Ok so tomorrow is my birthday. I think alot of people use this time to celebrate a little or alot. I have always liked to celebrate my birthday. It is my special day! I also like to take stock of my life, do a little reflecting on things. Turning 25, as I recall was a tough one. I did not feel as if I was living up to my full potential at that point in my life. I was very torn then. I felt I had sold out and joined up with the corporate machine (I have mentioned my leftist leanings...... the roots are deep.) I just remember it being a hard one to swallow, that birthday. Otherwise I have marched along with the birthdays. Being very happy to be another year older and just a bit wiser.
Honestly the first couple of my 30s, flew by - having very little children will do that to you I think. This year I will be 34. I joke this is going to be my last one, but in all honesty - I am loving the woman I am today, so much more than my 24 year self. Motherhood has made me smarter, wiser, more patient and all around a better person I think.
I am as fit as I have every been. I am healthy and strong and so very happy. I have been reflecting on the roots of those feeling over the last few weeks. I am not going to share the reasons with you, other than to say I feel I am living the life I was meant to live.
I think we all have a purpose. We are all meant to do something. We are all meant to be certain people. Whether we realize that or not is largely up to us. If we are quiet, listen to our inner voice and embrace our call, then I think we will realize that purpose. If we do not listen, then I think we will fine less satisfaction and happiness in our lives than we had hoped for.

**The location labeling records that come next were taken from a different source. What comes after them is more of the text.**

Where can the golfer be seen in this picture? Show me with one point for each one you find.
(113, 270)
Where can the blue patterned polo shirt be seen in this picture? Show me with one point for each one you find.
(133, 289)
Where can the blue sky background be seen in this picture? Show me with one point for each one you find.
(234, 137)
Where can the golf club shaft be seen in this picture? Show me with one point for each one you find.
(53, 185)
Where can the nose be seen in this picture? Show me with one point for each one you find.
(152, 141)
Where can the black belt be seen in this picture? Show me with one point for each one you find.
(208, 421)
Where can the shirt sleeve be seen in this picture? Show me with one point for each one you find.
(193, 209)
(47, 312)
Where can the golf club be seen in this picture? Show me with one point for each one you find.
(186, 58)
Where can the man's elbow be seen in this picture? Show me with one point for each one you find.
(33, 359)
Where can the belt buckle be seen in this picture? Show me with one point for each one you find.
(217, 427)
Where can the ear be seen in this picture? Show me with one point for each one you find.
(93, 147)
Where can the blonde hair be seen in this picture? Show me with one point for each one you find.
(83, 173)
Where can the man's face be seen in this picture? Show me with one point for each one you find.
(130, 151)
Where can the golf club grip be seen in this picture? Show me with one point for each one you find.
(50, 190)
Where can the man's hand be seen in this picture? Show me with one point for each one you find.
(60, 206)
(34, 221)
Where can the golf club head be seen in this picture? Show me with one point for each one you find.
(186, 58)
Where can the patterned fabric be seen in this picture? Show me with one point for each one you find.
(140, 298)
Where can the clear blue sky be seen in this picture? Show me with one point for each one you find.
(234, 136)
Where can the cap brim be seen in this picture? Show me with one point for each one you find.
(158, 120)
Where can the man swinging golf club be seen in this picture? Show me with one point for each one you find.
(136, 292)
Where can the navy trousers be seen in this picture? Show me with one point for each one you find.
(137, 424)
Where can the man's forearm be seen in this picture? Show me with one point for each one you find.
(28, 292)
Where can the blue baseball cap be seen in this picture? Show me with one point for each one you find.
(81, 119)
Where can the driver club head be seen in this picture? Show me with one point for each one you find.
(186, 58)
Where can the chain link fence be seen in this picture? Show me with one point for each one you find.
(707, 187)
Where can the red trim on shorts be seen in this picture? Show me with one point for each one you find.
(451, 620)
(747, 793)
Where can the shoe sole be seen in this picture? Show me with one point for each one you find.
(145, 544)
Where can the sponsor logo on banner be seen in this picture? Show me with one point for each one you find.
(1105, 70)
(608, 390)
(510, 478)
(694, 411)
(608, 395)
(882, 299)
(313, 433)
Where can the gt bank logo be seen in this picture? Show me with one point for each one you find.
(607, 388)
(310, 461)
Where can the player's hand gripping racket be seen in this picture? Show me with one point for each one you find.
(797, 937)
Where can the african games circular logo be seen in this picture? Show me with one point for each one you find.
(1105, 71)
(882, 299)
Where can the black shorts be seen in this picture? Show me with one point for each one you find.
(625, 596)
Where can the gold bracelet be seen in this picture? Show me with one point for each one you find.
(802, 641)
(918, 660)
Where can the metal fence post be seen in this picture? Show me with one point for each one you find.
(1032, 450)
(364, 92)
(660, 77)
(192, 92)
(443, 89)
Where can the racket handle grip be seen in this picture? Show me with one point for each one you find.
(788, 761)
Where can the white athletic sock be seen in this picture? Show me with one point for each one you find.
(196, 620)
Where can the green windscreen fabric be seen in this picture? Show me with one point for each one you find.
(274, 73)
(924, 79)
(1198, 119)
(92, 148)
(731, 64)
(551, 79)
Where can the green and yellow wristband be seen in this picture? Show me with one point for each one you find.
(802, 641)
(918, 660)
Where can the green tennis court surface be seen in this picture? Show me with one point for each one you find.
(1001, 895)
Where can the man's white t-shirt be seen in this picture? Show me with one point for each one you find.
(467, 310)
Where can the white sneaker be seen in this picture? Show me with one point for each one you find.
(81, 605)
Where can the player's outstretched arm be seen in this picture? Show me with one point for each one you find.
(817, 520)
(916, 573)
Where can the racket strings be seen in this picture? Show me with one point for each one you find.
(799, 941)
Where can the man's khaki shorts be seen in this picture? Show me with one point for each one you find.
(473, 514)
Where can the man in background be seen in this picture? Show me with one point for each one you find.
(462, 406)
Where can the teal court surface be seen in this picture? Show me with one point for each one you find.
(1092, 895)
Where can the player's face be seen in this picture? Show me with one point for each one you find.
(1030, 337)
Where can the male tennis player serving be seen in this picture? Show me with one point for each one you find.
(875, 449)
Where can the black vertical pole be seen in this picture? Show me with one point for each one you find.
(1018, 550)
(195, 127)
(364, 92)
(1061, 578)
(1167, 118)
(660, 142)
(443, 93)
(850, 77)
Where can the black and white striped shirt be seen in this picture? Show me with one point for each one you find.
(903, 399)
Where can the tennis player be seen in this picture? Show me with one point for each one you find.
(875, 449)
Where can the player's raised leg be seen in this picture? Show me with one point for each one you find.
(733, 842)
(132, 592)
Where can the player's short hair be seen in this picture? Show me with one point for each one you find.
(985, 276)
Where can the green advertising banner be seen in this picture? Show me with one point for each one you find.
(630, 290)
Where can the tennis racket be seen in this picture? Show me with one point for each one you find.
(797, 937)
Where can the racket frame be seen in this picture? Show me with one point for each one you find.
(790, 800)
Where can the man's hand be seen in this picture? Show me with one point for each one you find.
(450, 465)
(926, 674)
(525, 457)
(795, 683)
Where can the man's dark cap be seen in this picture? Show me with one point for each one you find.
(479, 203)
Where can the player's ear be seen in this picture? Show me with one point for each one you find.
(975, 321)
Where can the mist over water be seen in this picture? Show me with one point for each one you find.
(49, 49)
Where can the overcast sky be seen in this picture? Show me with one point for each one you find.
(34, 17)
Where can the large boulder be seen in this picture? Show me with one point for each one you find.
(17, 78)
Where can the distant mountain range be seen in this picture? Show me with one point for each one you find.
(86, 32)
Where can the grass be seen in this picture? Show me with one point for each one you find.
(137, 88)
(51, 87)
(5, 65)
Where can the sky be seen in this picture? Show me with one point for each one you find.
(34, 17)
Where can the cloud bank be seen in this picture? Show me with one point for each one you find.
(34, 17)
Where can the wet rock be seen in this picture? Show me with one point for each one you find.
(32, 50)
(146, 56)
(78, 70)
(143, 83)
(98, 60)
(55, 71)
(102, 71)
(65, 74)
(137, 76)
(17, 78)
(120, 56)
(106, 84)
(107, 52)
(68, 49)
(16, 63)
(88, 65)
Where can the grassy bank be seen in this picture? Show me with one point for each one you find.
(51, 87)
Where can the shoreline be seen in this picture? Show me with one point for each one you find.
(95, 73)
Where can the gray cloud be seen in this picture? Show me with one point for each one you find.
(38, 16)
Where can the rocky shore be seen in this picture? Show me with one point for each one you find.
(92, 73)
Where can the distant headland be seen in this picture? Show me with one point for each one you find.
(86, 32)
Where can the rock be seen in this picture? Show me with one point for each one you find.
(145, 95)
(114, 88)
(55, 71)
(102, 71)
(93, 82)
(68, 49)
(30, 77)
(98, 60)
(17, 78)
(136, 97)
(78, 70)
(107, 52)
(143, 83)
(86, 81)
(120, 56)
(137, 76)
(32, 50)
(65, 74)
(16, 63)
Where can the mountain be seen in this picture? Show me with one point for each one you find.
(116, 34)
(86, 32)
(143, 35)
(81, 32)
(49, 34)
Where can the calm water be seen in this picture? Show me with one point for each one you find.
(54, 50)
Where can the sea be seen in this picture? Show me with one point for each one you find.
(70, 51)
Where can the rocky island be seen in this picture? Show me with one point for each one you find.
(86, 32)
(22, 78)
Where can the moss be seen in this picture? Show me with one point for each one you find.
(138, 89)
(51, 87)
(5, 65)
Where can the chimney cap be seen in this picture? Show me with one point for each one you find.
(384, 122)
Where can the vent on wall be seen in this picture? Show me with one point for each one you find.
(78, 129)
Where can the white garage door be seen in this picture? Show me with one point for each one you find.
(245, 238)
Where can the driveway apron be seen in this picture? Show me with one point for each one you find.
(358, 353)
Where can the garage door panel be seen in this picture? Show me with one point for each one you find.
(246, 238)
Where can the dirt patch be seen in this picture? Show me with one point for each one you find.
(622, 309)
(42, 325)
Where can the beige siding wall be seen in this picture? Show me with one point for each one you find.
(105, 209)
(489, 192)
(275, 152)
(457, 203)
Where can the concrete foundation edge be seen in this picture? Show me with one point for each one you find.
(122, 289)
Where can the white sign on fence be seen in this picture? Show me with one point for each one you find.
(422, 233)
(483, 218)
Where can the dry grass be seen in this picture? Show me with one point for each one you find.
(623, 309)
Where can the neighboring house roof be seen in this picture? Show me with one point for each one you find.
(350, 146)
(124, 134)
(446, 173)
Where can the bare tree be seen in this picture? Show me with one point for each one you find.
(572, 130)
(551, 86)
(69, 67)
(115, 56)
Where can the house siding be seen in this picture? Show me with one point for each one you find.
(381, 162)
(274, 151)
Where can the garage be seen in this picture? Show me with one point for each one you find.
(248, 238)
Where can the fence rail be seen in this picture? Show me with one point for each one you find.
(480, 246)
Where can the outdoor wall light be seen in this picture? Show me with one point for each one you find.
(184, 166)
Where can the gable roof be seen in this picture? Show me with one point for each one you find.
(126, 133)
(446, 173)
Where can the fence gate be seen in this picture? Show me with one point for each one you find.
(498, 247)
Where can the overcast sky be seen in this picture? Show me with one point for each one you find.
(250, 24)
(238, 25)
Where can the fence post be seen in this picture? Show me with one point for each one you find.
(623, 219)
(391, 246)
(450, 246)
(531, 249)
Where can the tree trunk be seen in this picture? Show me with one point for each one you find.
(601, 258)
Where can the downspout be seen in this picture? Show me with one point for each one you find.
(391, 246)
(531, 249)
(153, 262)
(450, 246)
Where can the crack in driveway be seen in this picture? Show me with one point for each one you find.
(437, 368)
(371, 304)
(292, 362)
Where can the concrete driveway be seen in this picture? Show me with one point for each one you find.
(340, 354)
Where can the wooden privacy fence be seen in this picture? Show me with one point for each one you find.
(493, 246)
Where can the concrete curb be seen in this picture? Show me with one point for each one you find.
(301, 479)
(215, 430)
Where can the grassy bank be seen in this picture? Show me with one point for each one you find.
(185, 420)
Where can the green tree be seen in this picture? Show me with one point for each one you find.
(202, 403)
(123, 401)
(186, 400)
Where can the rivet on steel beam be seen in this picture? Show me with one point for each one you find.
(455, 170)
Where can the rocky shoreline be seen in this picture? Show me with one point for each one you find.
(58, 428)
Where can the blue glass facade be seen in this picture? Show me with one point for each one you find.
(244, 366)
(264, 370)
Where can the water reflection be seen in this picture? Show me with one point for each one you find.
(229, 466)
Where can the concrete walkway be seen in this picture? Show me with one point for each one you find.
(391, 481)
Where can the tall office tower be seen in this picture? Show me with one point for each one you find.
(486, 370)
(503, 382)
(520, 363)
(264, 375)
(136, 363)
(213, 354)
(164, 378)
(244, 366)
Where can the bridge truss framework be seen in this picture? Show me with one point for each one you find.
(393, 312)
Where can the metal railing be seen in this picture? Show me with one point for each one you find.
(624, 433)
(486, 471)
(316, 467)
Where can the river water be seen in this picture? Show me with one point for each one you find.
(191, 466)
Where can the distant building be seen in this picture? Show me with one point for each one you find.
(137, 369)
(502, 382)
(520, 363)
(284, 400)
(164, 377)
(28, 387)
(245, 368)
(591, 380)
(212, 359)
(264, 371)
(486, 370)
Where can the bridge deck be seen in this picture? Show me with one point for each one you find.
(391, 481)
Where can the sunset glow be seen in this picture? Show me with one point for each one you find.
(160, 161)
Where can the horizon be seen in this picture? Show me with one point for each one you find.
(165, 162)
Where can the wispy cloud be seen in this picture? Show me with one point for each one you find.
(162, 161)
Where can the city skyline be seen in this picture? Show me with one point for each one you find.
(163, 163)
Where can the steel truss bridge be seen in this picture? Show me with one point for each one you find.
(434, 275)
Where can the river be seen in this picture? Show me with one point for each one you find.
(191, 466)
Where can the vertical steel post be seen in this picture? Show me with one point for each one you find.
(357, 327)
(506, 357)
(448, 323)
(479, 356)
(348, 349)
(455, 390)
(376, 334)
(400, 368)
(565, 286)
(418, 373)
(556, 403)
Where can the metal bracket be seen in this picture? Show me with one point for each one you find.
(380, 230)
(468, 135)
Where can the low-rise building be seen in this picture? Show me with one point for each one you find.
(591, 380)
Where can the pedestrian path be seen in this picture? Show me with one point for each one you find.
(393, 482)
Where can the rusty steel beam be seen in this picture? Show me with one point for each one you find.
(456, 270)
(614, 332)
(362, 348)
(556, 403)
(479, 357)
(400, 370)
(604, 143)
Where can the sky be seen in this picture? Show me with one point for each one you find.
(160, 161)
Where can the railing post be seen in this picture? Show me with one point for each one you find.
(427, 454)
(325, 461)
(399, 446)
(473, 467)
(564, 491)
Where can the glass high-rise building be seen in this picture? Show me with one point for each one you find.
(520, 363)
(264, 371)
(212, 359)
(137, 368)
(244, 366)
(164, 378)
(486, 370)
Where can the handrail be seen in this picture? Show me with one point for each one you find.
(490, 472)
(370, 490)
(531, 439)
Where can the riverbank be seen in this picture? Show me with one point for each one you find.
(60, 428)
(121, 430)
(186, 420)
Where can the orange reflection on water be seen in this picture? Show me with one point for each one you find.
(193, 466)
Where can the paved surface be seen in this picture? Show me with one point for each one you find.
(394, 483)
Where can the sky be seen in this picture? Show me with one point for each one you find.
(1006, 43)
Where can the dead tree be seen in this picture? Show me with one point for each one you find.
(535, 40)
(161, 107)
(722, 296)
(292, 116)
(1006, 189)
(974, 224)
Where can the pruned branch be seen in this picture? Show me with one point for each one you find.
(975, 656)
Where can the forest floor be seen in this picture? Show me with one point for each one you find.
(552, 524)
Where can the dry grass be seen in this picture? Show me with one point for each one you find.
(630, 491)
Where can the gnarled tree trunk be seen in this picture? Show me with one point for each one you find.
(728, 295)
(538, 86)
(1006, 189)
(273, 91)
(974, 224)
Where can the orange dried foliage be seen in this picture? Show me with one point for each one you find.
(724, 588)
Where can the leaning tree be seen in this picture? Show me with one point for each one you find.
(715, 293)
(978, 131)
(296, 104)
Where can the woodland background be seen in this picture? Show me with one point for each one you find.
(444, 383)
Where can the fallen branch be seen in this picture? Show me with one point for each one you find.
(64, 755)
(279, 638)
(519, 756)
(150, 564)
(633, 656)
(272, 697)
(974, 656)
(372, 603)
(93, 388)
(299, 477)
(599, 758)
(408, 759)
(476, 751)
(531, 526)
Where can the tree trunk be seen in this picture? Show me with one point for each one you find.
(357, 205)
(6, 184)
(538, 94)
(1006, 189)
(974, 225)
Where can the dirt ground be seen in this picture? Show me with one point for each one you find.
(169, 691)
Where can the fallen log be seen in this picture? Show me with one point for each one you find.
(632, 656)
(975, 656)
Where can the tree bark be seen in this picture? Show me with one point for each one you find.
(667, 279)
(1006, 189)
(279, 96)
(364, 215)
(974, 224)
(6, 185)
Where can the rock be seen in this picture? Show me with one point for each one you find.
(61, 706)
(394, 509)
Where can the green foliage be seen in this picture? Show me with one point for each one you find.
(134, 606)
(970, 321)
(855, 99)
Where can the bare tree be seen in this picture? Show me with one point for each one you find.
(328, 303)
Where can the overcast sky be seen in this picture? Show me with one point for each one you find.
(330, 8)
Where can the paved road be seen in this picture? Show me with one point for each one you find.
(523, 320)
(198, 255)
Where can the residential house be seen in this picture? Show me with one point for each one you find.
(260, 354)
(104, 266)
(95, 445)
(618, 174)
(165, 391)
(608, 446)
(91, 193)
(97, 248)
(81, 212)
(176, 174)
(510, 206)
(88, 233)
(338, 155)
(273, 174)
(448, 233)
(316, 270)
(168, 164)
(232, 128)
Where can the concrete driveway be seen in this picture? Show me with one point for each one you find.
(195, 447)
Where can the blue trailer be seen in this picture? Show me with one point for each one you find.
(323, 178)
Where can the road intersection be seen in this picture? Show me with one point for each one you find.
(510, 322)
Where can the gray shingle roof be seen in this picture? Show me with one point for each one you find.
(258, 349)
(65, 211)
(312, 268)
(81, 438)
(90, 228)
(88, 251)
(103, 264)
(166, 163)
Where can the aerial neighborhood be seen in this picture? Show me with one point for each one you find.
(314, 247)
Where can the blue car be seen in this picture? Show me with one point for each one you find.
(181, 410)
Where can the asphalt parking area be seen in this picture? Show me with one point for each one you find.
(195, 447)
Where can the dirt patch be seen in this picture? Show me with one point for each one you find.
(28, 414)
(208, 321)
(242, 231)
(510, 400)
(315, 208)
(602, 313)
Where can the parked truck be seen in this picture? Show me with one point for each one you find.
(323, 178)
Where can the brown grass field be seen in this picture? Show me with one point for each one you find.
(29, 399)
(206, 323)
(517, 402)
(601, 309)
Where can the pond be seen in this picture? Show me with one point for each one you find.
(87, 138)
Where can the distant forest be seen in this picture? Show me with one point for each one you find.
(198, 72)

It is about making mistakes and being willing to learn from them. It is about trying new things and not thinking about possible failure but rather the possible gain. It is about being true to ourselves first and foremost, embracing our own personal truth - facing the painful ones and reveling in the wonderful ones.
It is about living an honest and authentic life.
So, instead of blowing out my candles and wishing for something for just myself, this year I am wishing that everyone will be still for a moment and embrace their personal truths, embrace their inner beauty and not be afraid to share it with others.